Nécessité d’une étude comparative

La Haute autorité de Santé réclame ainsi une étude comparative des quatre tests disponibles. Cette étude clinique doit concerner « la population cible de patientes les plus à même d’en bénéficier, soit 2.000 à 4.000 femmes par an selon le chiffrage qu’on a pu faire », a indiqué Cédric Carbonneil, chef de service des actes professionnels à la HAS. Celle-ci « pourra revoir son avis sur le remboursement lorsqu’elle disposera de ces données ».

Surnommés « signatures génomiques », les tests en question (Mammaprint, Oncolype Dx, Prosigna et Endopredict) évaluent le risque de récidive d’après un groupe de gènes impliqués dans le développement de la tumeur. Environ 4.500 tests ont été réalisés en 2017 dans le cadre des actes innovants.

Recours inutile dans la « majorité des situations »

Le cancer du sein, avec 55.000 nouveaux cas par an, est le cancer le plus fréquent chez les femmes, rappelle la HAS. Dans la « très grande majorité des situations », les équipes soignantes disposent d’éléments suffisants pour décider de mettre en place ou pas une chimiothérapie adjuvante après l’opération, sans avoir recours à ce genre de test, juge la HAS.

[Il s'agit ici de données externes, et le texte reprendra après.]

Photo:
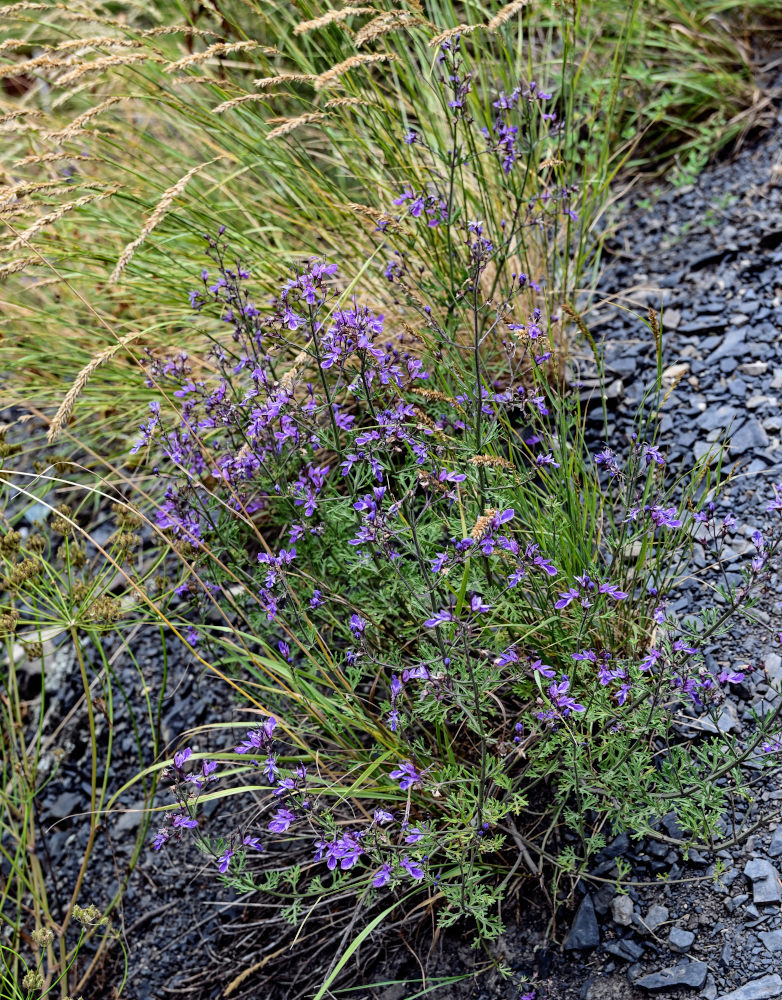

La Haute autorité définit précisément la population des femmes (tumeur de 1 à 5 cm, sensible à l’hormonothérapie, sans ganglion envahi ou avec un micro-envahissement…) pour lesquelles ces tests génétiques seraient utiles. Ce qui équivaut à « 5 % à 10 % des quelque 40.000 cancers infiltrants localisés », relève Cédrix Carbonneil.

Des avis divergents

D’après différentes études, pour une femme sur cinq, voire une sur quatre, la décision de faire une chimiothérapie adjuvante diffère selon le test utilisé, note la HAS parmi ses critiques. « Près de 10.000 femmes en France ont bénéficié de ces tests ces trois dernières années », selon le professeur Pascal Pujol président de la Société française de médecine prédictive et personnalisée (SFMPP) qui exprime son désaccord avec la position de la HAS.

Cette société savante estime que les études internationales récentes apportent un niveau de preuves suffisant justifiant le remboursement. Néanmoins, « la SFMPP se félicite que la HAS laisse l’accès des femmes à ces tests en préconisant de prolonger leur financement dans le cadre de l’innovation », ajoute-t-il.